IARP

ELI5: Computer Fragmentation

Originally Written: 2013-05-24

I was recently asked how to explain Hard Drive Fragmentation in the simplest form possible. I hope you find it helpful.

Think of the information stored on a hard drive kind of like Lego blocks. You have a giant box of them, it’s compacted, all blocks are in one giant square but its colours are grouped. There is a process on the computer that attempts to keep those group of blocks together as you open, edit and deal with the files. But as time goes on, you’re playing with files, editing, saving… etc. There become holes in the original giant block. The data isn’t missing, it’s just been placed in a different location on the giant block of Lego.

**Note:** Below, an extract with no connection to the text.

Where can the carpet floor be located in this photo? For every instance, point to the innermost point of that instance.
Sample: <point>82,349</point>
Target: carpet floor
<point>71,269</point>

Now, to keep things simple, lets just say, there is a mapping service that knows the location of each and every block in the giant square, it knows that the piece on the top actually belongs to the group of pieces in the middle. The problem now begins here, when you first purchase a computer, that giant square of Legos is as a whole, all the coloured groups are together and it’s easy to find everything without searching the map. But as time goes on, more and more pieces end up in other locations, and now the processor on the hard drive needs to view the map more and more often, travel to the location, grab the data and then look for the next piece.

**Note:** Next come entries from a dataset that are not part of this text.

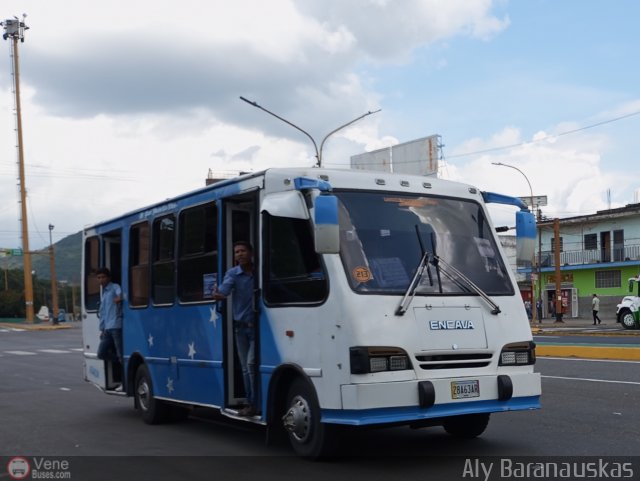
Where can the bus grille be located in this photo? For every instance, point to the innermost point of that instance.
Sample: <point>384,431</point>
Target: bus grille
<point>454,361</point>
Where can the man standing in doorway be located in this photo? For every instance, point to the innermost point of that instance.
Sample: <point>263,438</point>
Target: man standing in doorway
<point>595,306</point>
<point>110,314</point>
<point>239,280</point>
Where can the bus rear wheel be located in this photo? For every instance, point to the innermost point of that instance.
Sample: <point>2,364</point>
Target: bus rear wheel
<point>309,437</point>
<point>153,411</point>
<point>467,426</point>
<point>627,320</point>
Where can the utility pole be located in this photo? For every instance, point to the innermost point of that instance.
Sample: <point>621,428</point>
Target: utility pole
<point>14,30</point>
<point>54,282</point>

This wait time we call seek, the time required for the read/write head in the hard drive to find and get the data. What happens after years of usage is those blocks get continually scattered and more and more map viewing is required. Eventually, it leads to a slower computer because the hard drive is spending a huge amount of time looking for data all over the place.

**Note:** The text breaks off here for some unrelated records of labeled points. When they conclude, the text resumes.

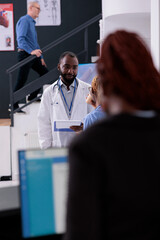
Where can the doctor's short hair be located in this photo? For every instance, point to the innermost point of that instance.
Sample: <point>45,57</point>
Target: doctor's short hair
<point>31,4</point>
<point>67,53</point>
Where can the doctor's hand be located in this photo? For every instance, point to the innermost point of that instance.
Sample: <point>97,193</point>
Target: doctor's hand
<point>77,129</point>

This entire process is called Fragmentation, To deal with fragmentation, all operating systems have some type of application that Defragments the data, basically it reorganizes the data, physically on the hard drive itself, so that the giant square of Lego is as reorganized as possible, grouping colours back together and such.

A typical sign of fragmentation is when a computer takes 10-15minutes to start up and while it’s doing that, you hear the hard drive just going bananas with clicks and clacks. Those clicks and clacks are the read/write head bouncing all over the place looking for the data it needs. Sometimes defragmenting isn’t enough, try as you might, if it’s bad enough, the only possible solution is, copy the personal data off, reformat and start fresh. Quite often that freshness can pick a machine back up from the dead.

Obviously fragmentation isn’t the only thing that’ll slow a computers start time down, someone that has 19 billion things starting with the computer certainly does not help. All those toolbars, bing, google, yahoo ..etc all have hidden things that launch in the background, slowing down the start time even more. But fragmentation can easily play a huge role in that.